Our prayers need to be fervent. What does that mean? According to Strong’s Concordance, the Greek word is “energeho,” which is the same root as “energy,” meaning to be active and mighty. Too many of my prayers have been very weak. I have not wrestled and done “battle” with God to get my prayers answered. When I wrote about hindered prayer, one of the things I addressed was when we quit praying. We do not see results as quickly as we’d like so we stop and say, “We’ll try again later.” We aren’t being active in our prayers. We tend to be couch-potatoes watching the athletes do their sport with great energy and endurance and we wish we could do that… without getting up off the couch and starting to work out. We won’t be instant athletes in the field of prayer, but let us start moving so we could be one day. Start with five minutes, move on to ten, to one hour. When I hear of Rees Howells praying for 11 hours in intercession for acquiring a building or for praying for the outcome of a battle in World War II, I know I have nowhere near that capacity. I do not sense having a calling like Howells had, but I do know every one of us has a calling to pray. And the saints praised for their prayer life throughout the Bible were prayer-ers who had an active, fervent prayer life.

The kind of person we are also make prayer effective, but only for one kind of person: a righteous person. We cannot expect our prayers to be very effective if we are living in sin, if we are living for ourselves. We spend 1-2 hours in church on Sunday morning, maybe one hour Wednesday evening, and say a few minutes of prayer for our meals and expect God to answer our prayers when we spend hours and hours on TV, internet, and games? I’m guilty here. Not that TV, internet, or games are evil by themselves. What we put on them is more the issue. When I was preparing this series, God told me to put the video games away, so I did. I had several times where I really wanted to play, but I chose not to. Don’t think I was being all holy and spending all that time in prayer instead. I ended up vegging on the computer a lot, even when listening to sermons. I was praying more than I had, but not like I could have been. God later said if I wanted to play again, I could. For several weeks, I still did not, because part of what I was to learn in this process is more dependence upon him. So now, I am able to turn off the Denver Broncos when God wants me to pray (that was a tough one when the game was on) and I am able to turn off the games when God wants me to pray. God is still not done with me on these issues.

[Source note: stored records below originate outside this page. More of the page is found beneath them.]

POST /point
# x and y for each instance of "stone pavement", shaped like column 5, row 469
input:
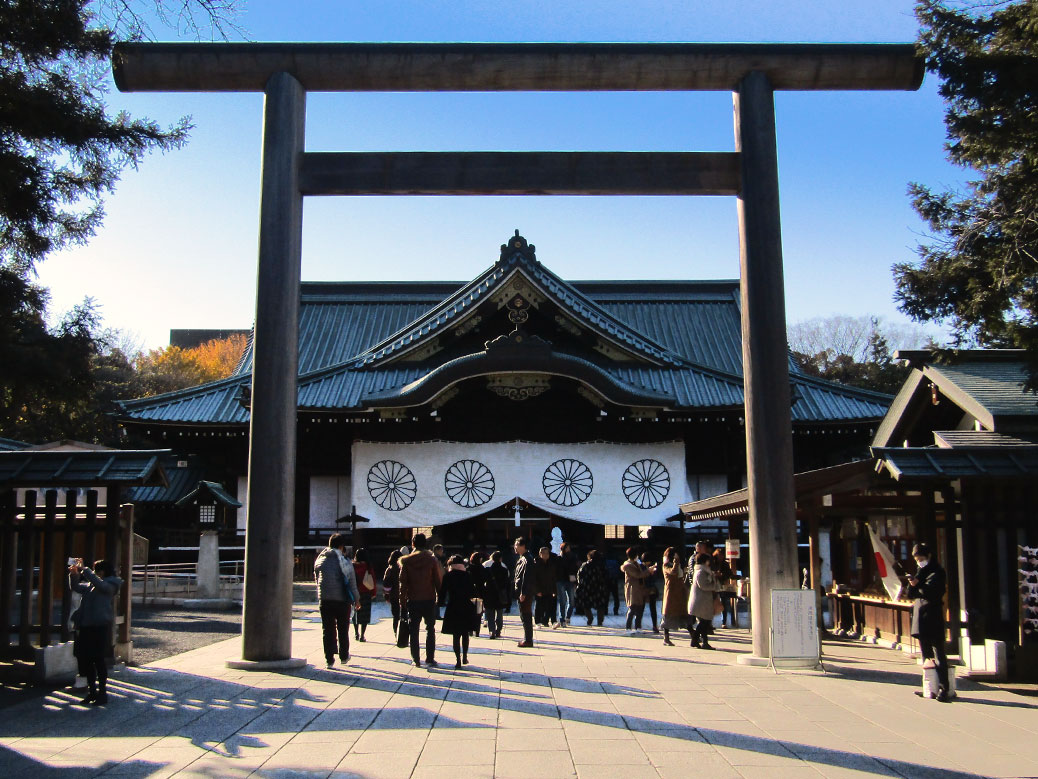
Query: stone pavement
column 584, row 702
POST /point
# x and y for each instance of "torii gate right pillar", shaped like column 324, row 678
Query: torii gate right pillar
column 765, row 359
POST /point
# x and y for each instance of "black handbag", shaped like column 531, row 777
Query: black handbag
column 403, row 633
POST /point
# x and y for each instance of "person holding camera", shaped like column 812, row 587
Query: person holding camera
column 93, row 622
column 927, row 589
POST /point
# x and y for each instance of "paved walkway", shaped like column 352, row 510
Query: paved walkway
column 585, row 702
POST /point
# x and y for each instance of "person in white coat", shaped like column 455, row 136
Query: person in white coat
column 701, row 601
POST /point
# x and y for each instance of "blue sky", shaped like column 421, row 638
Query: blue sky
column 179, row 245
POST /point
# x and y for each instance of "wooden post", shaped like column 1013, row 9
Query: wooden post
column 8, row 562
column 267, row 618
column 125, row 637
column 69, row 537
column 765, row 358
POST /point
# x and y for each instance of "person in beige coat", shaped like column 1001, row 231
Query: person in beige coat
column 634, row 588
column 701, row 602
column 675, row 595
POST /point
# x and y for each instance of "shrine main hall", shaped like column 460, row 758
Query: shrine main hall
column 517, row 398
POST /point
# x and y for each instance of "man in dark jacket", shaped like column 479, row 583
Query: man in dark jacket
column 93, row 624
column 546, row 580
column 927, row 587
column 420, row 576
column 336, row 590
column 525, row 589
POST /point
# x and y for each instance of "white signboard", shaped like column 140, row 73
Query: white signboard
column 431, row 483
column 794, row 625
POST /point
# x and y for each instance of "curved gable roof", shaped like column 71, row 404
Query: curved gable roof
column 517, row 256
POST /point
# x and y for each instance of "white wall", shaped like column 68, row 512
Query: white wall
column 243, row 498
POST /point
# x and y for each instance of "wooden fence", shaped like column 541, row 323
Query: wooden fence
column 36, row 540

If our prayers are to be effective, prayer needs to be our priority. Not that we cannot do anything else, but it needs to be our priority. That means we need to schedule our day around prayer, not schedule prayer around our day. If we make our prayer time an extra thought, and not something we schedule our life around, do not be surprised when God treats your needs as “if I get around to it.” You can tell who makes God priority in how they handle church. I reserve my schedule so I can make it to church early. When my church has activities, I make it my priority that I be there for them. Look at the prayer meeting. The only reason I stopped going to my church’s Wednesday prayer sessions (which is what sparked this whole series and study) is because God told me to get involved with the youth group, which is at the same time.

Read this quote from E.M Bounds:
"His [Paul] teaching is that praying is the most important of all things on earth. All else must be restrained, retired, to give it primacy. Put it first, and keep its primacy. The conflict is about the primacy of prayer. Defeat and victory lie in this one thing. To make prayer secondary is to discrown it. It is to fetter and destroy prayer. If prayer is put first, then God is put first, and victory is assured. Prayer must either reign in the life or must abdicate. Which shall it be?" (The Complete Works of E.M. Bounds, page 99)

This is one of many quotes by Bounds that my pastor addresses so simply: “You spend half your time reading, half your time repenting.” Is praying priority in your life? Is spending time with God your top motive, your top task that must be done? It does not matter if you spend your prayer time in the morning, noon, or night, but do you schedule your time with God first over everything else you do? What if you were to schedule your prayer time first, then your job schedule? So if God told you to pray at a certain time, then you would purpose to arrange your work schedule around it? You may need to stay up later than you normally would or get up earlier than you normally would. John Wesley was invited for dinner with one of the elite of London. At a given time, he suddenly got up and left his host. The host asked, “Where are you going? It’s not even 9:00.” Wesley said something like, “I have an appointment with the Lord, and I need not be late.”

Do we have that kind of conviction about our prayers? Are we willing to cut off our appointments, our social meetings, even if we were to appear to insult our hosts, so we make our appointments with God? You don’t dare show up late for work. Why do many of seem to think it is okay to be late for God? And then we wonder why are prayers have so little effect. Let us make God our priority. When we do that, we’ll start seeing God making our requests, as they align to his will, become priority as well.